As we have highlighted in numerous previous articles, a large body of evidence shows beyond doubt that greater muscular strength is generally associated with superior performance across virtually every sport(1-4). Stronger muscles can develop more speed and power, are more resilient against injury and can produce force more efficiently (ie with less oxygen use) during sub-maximal endurance exercise. Strength training therefore is (or should be) a vital component of every athlete’s training program!
In order to build, improve or maintain strength, muscular overload is necessary in any strength and conditioning protocol. To do this requires the application of external resistance or loading, and there are many ways to achieve this – eg free weights, machine weights, hydraulic or inertial systems, elastic bands and springs, bodyweight exercise etc. Regardless of the actual method used to apply resistance, that applied resistance can be categorized as follows:
· Isotonic – muscles work against constant weight/loading (eg lifting free weights or using machine weights).
· Isometric – muscles work at a constant (fixed) position regardless of load (eg core strengthening exercises such as holding a static plank position).
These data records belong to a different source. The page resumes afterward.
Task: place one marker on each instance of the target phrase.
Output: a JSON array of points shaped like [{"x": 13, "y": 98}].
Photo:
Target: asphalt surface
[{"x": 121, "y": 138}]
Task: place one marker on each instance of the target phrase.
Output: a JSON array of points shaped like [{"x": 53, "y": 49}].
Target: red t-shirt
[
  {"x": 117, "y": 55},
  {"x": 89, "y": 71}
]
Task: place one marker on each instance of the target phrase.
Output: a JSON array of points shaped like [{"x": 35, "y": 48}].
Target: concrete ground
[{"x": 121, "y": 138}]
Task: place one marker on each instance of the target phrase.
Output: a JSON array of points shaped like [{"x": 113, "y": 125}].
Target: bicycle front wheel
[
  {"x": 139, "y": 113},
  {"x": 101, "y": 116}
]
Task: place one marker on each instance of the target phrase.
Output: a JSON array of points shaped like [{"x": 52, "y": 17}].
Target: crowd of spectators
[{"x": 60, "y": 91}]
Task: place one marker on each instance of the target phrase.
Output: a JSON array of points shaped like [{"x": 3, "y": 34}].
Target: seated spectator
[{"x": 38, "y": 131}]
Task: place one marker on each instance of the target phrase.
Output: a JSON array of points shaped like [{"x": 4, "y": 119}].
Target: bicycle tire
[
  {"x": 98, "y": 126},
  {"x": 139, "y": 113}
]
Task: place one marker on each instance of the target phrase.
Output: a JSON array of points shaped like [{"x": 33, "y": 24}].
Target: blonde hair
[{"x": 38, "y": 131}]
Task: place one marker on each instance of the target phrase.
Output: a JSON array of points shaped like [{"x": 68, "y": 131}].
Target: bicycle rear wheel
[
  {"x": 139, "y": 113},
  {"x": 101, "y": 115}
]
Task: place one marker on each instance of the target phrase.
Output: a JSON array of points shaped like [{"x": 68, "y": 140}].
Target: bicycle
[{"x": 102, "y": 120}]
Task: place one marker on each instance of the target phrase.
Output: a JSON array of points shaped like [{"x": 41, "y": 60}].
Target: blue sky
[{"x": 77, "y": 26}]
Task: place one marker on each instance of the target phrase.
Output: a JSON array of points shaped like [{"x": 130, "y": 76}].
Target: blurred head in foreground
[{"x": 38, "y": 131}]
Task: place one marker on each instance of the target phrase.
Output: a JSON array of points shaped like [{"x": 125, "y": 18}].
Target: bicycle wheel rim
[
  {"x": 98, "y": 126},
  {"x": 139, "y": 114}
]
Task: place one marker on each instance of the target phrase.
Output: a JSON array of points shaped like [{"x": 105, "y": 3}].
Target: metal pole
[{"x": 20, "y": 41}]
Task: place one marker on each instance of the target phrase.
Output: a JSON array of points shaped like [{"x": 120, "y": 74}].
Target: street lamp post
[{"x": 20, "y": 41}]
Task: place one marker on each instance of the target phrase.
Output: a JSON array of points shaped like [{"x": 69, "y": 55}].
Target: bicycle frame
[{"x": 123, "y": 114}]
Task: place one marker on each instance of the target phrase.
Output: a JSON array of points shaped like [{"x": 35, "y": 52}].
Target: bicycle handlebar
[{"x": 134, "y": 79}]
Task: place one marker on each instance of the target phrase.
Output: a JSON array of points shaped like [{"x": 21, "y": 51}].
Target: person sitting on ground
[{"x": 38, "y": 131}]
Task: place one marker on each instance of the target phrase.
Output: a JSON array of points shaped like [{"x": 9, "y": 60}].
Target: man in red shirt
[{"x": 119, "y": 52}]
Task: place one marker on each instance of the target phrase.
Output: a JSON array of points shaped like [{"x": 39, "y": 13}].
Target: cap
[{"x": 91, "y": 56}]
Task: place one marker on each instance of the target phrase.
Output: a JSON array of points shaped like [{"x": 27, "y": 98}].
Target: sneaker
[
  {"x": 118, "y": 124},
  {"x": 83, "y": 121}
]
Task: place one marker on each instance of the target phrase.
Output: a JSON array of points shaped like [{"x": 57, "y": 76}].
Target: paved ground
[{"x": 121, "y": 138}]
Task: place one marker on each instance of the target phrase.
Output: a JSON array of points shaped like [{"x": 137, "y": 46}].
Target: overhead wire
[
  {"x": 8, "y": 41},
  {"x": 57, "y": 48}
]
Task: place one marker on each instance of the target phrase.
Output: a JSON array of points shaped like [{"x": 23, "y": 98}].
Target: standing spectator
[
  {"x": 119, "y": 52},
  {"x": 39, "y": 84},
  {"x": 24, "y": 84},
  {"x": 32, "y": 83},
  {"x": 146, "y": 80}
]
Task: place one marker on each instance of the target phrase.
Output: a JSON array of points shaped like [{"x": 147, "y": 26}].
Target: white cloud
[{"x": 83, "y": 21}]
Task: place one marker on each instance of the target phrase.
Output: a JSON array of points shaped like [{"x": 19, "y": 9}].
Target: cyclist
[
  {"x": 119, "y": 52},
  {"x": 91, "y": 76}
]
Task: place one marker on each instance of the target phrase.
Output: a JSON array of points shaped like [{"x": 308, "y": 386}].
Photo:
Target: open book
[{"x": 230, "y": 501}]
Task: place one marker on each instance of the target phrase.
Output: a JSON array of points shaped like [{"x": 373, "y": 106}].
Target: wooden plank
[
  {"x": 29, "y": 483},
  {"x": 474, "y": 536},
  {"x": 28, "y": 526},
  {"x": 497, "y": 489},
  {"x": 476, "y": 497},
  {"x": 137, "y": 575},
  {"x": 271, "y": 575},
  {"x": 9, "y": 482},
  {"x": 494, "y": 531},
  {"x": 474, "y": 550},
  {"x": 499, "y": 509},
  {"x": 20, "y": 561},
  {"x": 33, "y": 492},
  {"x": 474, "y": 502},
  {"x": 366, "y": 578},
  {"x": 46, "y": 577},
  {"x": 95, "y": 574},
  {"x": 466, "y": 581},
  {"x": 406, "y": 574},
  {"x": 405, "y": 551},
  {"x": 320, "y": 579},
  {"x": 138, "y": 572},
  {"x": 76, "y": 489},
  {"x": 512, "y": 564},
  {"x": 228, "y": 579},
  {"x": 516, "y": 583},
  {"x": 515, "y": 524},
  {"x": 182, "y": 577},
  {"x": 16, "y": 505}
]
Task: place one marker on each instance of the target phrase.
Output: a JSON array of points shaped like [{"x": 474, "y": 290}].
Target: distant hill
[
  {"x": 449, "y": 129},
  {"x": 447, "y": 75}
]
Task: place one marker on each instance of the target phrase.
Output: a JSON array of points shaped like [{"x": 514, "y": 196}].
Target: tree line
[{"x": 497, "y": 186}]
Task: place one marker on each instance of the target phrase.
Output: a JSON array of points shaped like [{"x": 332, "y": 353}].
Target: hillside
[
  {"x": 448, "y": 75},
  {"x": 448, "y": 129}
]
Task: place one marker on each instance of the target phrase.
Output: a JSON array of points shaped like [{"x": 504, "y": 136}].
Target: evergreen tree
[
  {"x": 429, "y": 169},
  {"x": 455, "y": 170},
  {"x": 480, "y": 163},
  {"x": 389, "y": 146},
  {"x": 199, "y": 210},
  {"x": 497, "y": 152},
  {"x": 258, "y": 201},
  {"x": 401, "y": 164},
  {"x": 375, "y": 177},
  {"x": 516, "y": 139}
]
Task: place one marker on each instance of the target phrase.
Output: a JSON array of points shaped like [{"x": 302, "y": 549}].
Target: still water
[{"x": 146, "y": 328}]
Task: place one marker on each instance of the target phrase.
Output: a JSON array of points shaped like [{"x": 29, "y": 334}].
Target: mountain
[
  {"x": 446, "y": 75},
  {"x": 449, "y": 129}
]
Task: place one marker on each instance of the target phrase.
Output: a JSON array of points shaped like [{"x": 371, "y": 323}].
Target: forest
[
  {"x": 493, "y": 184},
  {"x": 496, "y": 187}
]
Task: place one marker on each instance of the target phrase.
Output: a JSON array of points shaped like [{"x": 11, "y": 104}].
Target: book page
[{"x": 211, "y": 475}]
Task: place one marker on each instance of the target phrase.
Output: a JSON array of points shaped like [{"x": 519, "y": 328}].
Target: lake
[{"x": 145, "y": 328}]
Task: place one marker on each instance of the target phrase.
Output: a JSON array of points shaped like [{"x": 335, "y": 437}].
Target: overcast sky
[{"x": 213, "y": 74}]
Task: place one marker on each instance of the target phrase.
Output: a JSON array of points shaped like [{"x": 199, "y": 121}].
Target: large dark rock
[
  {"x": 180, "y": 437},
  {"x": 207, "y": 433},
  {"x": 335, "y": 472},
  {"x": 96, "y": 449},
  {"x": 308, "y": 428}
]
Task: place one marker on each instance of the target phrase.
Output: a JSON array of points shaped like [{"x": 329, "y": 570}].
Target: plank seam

· Isokinetic – muscles work at a constant velocity regardless of load. No matter how hard you exert force, the speed of movement of the muscle being used remains the same.
In most strength and conditioning settings, isotonic loading is employed thanks to the ubiquitous use of free and machine weights, which are conveniently adjusted and relatively inexpensive. However, in theory at least, isokinetic (sometimes called ‘isovelocity’) training devices offer some distinct advantages. In particular, isokinetic training allows maximum tension and loading to be applied to a muscle at all points through its range of motion; this is in contrast to conventional resistance (isotonic training), where the loading has to be chosen for a particular range of motion, meaning that at other points in the movement, the loading is less than optimal. An example of this is biceps curls, where, due to the physics of levers and muscle architecture, the muscles can exert high levels of force in the 60-120 degree range, but far less above and below this movement range (see figure 1).